De plus, une personne donnant son maximum et ayant envie de travailler et de s'investir ne passera jamais inaperçu aux yeux de son employeur (ce sont aussi des êtres humains) et contrairement à ce que l'on croit si une opportunité de poste se présente, les employeurs préféreront la donner à une personne ayant fait ses preuves, connaissant le poste et ayant montré son courage à la tâche.
 
Bien sûr qu'il y aura des abus, mais pas tant qu'on peut le croire. C'est une ouverture vers l'emploi que l'on ne peut mettre de côté.
 
Et même si cela ne débouche pas sur le CDI prévu et que l'essai ne dure qu'un an, cela reste acquis pour notre expérience. On ne pourra plus nous reprocher de ne pas avoir d'expérience à la sortie de l'école.
 
Enfin, une dernière chose, j'aimerais me révolter face au comportement des syndicats et autres manifestants ne cherchant qu'à avoir une journée de congé sans solde en faisant grève.
 
Je suis obligée de prendre le bus pour aller à mon stage car j'habite loin.
Comment vais je une fois de plus faire demain mardi 28 pour aller à mon entreprise ?
Encore à pied alors que je paye un ticket mensuel ?
Et comment feront les gens qui travaillent loin de chez eux, qui n'ont pas de voiture et qui ne sont pas forcément contre le CPE ?

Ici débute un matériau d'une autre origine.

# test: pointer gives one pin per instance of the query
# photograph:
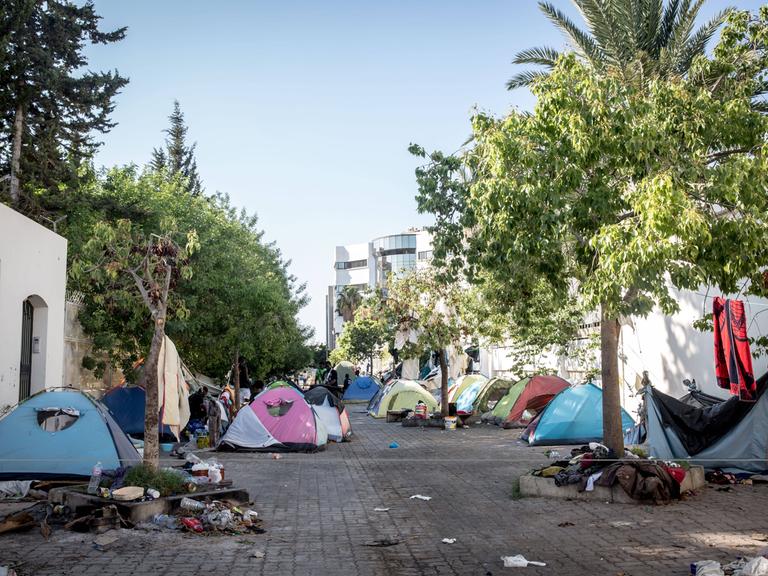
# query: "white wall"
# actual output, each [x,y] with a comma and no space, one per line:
[671,350]
[33,264]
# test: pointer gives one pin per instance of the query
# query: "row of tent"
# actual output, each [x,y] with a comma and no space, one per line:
[551,409]
[62,432]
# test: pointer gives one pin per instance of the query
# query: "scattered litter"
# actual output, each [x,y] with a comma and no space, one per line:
[707,568]
[192,524]
[14,489]
[190,504]
[382,543]
[519,561]
[128,493]
[15,522]
[104,541]
[165,521]
[756,567]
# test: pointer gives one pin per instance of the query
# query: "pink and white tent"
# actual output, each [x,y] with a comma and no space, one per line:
[277,420]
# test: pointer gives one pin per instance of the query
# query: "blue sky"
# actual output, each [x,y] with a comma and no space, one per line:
[303,111]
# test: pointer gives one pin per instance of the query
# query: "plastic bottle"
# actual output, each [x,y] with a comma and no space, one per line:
[93,483]
[192,505]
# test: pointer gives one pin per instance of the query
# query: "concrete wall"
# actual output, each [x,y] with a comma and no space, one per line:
[76,346]
[671,350]
[33,265]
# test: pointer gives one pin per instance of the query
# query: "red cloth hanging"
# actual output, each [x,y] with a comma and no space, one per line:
[733,361]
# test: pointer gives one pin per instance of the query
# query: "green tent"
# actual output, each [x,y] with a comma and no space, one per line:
[504,406]
[494,391]
[462,384]
[402,395]
[343,369]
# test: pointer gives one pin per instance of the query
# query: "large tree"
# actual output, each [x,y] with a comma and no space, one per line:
[141,272]
[49,108]
[177,158]
[241,296]
[611,193]
[427,316]
[648,38]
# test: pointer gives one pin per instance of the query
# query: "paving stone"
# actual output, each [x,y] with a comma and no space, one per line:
[318,510]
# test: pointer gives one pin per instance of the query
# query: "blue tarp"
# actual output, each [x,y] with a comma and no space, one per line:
[574,416]
[126,403]
[744,448]
[466,400]
[27,451]
[362,389]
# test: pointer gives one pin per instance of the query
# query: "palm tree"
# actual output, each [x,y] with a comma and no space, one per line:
[347,302]
[653,37]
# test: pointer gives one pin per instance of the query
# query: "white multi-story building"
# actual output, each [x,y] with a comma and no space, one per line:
[368,264]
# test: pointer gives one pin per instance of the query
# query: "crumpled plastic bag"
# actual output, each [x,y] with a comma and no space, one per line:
[519,561]
[14,489]
[709,568]
[755,567]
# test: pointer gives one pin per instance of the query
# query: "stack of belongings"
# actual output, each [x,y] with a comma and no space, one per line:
[731,435]
[596,465]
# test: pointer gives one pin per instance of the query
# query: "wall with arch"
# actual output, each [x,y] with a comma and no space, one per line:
[33,266]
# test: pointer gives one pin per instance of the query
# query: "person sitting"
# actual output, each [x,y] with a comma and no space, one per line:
[197,404]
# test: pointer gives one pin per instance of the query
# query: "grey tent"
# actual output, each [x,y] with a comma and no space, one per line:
[730,435]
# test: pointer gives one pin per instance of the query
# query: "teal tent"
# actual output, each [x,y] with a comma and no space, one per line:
[574,416]
[61,433]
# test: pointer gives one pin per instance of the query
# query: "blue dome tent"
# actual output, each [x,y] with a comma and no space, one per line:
[574,416]
[126,404]
[61,433]
[362,389]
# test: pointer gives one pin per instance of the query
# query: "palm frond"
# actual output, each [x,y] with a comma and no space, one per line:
[604,29]
[582,42]
[697,42]
[524,79]
[668,23]
[543,56]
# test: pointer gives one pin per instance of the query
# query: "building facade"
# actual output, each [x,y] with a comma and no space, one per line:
[367,265]
[33,274]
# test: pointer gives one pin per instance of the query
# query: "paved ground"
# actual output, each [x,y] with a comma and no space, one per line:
[319,514]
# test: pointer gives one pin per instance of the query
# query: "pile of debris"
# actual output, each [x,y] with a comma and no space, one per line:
[756,566]
[596,465]
[215,517]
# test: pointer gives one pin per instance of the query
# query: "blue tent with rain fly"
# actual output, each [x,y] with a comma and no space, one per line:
[126,403]
[574,416]
[61,433]
[362,389]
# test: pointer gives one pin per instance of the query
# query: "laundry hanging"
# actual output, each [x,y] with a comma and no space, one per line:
[733,361]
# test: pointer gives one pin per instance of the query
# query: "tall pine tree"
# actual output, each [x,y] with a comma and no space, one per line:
[177,158]
[49,108]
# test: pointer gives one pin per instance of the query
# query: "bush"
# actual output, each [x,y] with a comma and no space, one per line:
[166,482]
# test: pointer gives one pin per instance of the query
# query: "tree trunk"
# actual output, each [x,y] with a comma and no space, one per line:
[443,384]
[237,381]
[613,435]
[18,126]
[151,388]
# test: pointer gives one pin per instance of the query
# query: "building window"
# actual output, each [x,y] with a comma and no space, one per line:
[351,264]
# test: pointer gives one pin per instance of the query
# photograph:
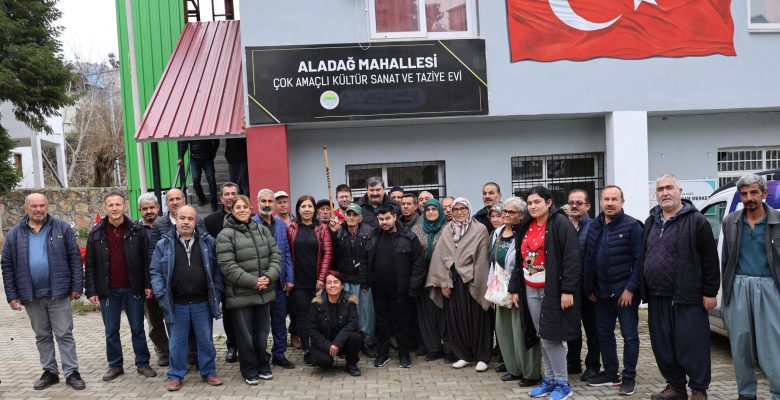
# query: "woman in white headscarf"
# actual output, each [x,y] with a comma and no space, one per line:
[458,274]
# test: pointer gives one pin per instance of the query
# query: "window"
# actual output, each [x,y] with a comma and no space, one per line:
[764,15]
[419,19]
[411,176]
[733,163]
[560,173]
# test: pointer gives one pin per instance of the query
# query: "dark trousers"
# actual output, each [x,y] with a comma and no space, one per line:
[239,174]
[301,299]
[592,360]
[680,337]
[157,329]
[201,166]
[278,323]
[607,311]
[251,325]
[393,316]
[350,351]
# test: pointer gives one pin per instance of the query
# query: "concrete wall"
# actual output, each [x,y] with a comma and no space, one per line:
[474,153]
[746,81]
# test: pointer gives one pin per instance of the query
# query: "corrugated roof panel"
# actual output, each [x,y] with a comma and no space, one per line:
[200,94]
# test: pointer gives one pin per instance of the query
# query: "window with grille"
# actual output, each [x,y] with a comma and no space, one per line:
[411,176]
[560,173]
[733,163]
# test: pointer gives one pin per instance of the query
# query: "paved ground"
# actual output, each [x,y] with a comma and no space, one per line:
[20,368]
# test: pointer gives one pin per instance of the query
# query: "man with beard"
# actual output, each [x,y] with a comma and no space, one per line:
[214,222]
[265,207]
[751,273]
[491,194]
[374,199]
[148,207]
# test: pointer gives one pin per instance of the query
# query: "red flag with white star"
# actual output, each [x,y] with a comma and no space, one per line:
[578,30]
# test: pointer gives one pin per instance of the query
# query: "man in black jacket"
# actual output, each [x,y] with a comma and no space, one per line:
[202,153]
[214,222]
[680,282]
[116,276]
[394,269]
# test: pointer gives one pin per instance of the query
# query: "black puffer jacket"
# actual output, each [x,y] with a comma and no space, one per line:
[321,332]
[96,271]
[562,275]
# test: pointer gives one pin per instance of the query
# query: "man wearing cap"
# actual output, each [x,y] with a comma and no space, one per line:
[350,241]
[374,199]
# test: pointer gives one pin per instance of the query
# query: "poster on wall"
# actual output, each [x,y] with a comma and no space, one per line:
[336,82]
[579,30]
[695,190]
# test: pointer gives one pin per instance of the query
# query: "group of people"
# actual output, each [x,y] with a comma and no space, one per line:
[405,270]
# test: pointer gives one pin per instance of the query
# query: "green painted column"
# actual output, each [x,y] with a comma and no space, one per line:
[157,26]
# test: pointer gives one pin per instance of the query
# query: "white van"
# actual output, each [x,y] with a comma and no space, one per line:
[723,201]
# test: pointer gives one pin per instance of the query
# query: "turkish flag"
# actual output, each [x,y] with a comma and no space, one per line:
[550,30]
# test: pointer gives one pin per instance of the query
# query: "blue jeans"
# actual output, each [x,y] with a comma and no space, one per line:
[206,166]
[607,311]
[197,316]
[111,310]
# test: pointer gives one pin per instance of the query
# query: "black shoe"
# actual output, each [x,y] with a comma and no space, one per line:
[283,362]
[232,355]
[605,379]
[352,369]
[74,380]
[588,374]
[510,377]
[404,360]
[381,361]
[627,387]
[47,379]
[433,356]
[524,382]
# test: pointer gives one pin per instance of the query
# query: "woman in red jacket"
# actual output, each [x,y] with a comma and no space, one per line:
[311,249]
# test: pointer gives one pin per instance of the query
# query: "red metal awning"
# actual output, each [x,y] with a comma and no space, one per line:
[201,92]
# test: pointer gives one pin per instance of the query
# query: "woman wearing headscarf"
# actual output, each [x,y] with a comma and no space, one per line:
[514,330]
[458,274]
[549,282]
[429,317]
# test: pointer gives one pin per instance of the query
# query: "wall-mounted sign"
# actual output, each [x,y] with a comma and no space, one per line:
[316,83]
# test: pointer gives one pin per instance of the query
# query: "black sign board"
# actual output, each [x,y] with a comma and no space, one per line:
[316,83]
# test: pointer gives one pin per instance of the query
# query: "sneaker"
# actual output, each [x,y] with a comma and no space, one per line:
[561,391]
[352,369]
[460,364]
[589,374]
[265,373]
[605,379]
[47,379]
[670,393]
[147,371]
[113,373]
[698,394]
[626,387]
[381,361]
[544,388]
[406,362]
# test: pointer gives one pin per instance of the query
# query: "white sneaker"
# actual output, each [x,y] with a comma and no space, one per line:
[460,364]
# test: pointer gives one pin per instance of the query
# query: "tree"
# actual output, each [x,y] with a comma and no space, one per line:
[33,74]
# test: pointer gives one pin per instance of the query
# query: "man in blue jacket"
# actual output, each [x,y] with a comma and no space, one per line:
[612,270]
[265,206]
[188,284]
[42,271]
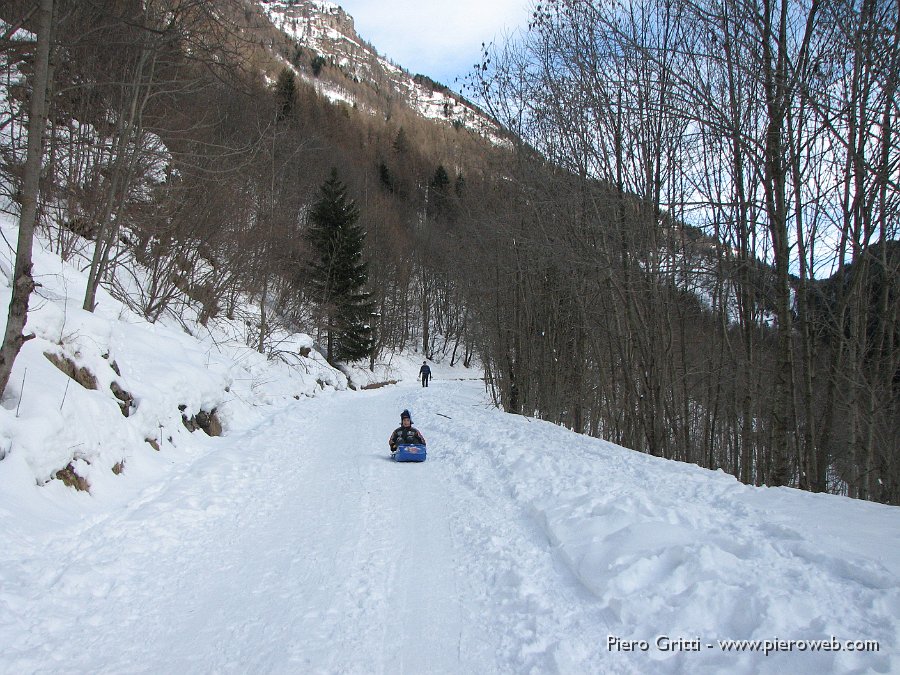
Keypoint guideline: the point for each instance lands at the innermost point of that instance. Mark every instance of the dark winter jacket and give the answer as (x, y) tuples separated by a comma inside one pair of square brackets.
[(406, 436)]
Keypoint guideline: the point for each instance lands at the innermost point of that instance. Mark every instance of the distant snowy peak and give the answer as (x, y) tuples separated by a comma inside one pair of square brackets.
[(326, 29)]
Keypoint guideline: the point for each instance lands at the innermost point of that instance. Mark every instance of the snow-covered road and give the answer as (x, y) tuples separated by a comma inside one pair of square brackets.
[(298, 546)]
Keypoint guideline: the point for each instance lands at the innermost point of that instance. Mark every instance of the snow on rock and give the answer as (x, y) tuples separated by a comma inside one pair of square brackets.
[(94, 391)]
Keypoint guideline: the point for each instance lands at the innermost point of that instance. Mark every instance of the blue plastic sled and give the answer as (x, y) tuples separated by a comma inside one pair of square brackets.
[(410, 453)]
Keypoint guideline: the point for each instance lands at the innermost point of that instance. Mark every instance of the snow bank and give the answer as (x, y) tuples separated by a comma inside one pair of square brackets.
[(137, 386), (670, 550)]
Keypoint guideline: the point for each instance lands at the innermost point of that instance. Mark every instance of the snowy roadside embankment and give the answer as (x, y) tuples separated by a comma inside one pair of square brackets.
[(673, 551), (292, 544)]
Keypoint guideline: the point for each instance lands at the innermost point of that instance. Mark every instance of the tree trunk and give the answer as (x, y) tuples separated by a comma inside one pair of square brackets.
[(23, 282)]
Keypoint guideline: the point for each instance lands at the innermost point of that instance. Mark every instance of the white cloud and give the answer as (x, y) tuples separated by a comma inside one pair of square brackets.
[(439, 39)]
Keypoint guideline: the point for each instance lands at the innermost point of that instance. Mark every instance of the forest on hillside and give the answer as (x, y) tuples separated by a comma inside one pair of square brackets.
[(688, 248)]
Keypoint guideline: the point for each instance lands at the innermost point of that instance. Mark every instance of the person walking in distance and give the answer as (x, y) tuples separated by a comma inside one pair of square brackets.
[(425, 373)]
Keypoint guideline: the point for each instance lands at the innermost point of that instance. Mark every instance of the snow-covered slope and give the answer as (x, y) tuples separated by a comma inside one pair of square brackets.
[(328, 31), (294, 544)]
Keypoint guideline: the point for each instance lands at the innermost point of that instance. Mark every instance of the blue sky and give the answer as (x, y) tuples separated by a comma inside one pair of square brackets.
[(438, 39)]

Dire non au salaire d'une journée ?
 
Je ne parle même pas des gamins de 14-15 ans qui passe leur temps à bloquer leur école et à perturber les révisions du bac des terminales.
 
Ou est la démocratie ?
Ou est le droit de vivre normalement malgré notre désaccord ?
Dans quelle société révolutionnaire vivons nous ?
 
Pour conclure, si d'autres personnes habitent à Clermont-Ferrand et pensent comme moi, si elles le veulent, elles peuvent me contacter par mail car j'ai moi aussi envie de manifester mais pas contre le CPE.
 
C'est en se ralliant que nous attirerons la lumière aussi sur notre tranche de la population et que nous sauverons peut être des opportunités d'emploi pour les jeunes.